As the joke goes, the difference between computational chemistry and cheminformatics is that in computational chemistry molecules get to keep their hydrogens. The two fields clearly start from different assumptions, using them to answer different kinds of questions. One of the more striking differences between the two fields is the treatment of aromaticity. Today's article highlights the problems that can result when concepts are carelessly transplanted from one field to the other. A way forward is also proposed.
In a Nutshell
SMILES supports an atomic property, which I'll refer to as
aromatic, defined in terms of "Hückel's rule." This rule, the result of applying simplifying assumptions to quantum mechanics, has a long history in chemistry. Unfortunately, Hückel's rule was never formulated in a way that is both detailed enough to reduce to software and general enough to cover all of organic chemistry. The result has been widespread disagreement over a foundational piece of cheminformatics infrastructure.

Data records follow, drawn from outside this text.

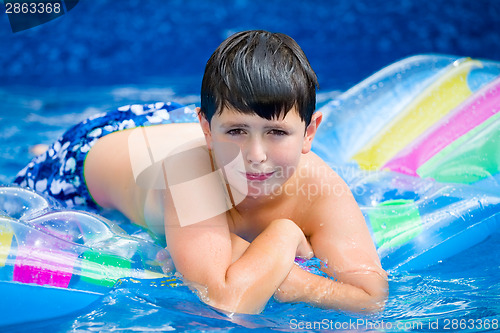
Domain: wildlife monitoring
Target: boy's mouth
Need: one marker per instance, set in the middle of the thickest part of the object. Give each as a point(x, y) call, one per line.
point(258, 176)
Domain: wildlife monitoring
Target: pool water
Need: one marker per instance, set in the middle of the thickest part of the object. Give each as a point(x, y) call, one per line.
point(461, 293)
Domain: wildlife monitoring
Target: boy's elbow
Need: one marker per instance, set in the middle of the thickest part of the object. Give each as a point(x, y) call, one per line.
point(231, 300)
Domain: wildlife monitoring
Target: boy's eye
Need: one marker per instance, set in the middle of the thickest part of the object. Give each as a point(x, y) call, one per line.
point(278, 132)
point(236, 131)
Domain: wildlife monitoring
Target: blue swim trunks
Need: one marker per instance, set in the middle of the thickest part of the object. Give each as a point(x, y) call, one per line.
point(59, 171)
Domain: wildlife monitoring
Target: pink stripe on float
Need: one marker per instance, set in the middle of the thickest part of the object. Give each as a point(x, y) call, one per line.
point(474, 111)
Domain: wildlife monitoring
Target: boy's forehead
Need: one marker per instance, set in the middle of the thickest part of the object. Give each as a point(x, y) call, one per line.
point(231, 113)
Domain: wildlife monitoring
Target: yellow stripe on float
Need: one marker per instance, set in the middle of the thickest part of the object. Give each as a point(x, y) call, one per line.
point(442, 96)
point(6, 235)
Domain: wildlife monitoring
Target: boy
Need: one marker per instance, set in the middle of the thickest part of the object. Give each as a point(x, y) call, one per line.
point(239, 197)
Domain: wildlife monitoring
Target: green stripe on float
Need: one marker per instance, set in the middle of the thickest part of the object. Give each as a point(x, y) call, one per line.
point(395, 222)
point(470, 158)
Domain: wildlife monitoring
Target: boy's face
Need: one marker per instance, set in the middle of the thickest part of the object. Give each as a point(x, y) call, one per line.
point(258, 155)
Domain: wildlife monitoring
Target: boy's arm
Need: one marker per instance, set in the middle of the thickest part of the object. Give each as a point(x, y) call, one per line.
point(202, 253)
point(339, 237)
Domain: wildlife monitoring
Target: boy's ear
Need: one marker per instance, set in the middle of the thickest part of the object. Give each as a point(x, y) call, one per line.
point(205, 126)
point(311, 131)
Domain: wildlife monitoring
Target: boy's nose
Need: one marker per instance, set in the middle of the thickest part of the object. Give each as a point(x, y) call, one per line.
point(256, 152)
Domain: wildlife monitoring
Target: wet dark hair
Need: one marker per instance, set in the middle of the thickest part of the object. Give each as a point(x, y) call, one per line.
point(259, 72)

Certain molecules containing alternating circuits of single and double bonds display much higher chemical stability than others. How can this phenomenon be understood, or at least predicted? The most widely-used tool is Hückel's rule.
Despite its widespread use in undergraduate courses and research, a concise yet complete description of Hückel's rule is not easy to find. The original work by Erich Hückel in the 1930s is verbose and written in German. Later formulations cited "4n+2" as the rule without enumerating the exact set of conditions that must apply. And as we'll see, the details matter.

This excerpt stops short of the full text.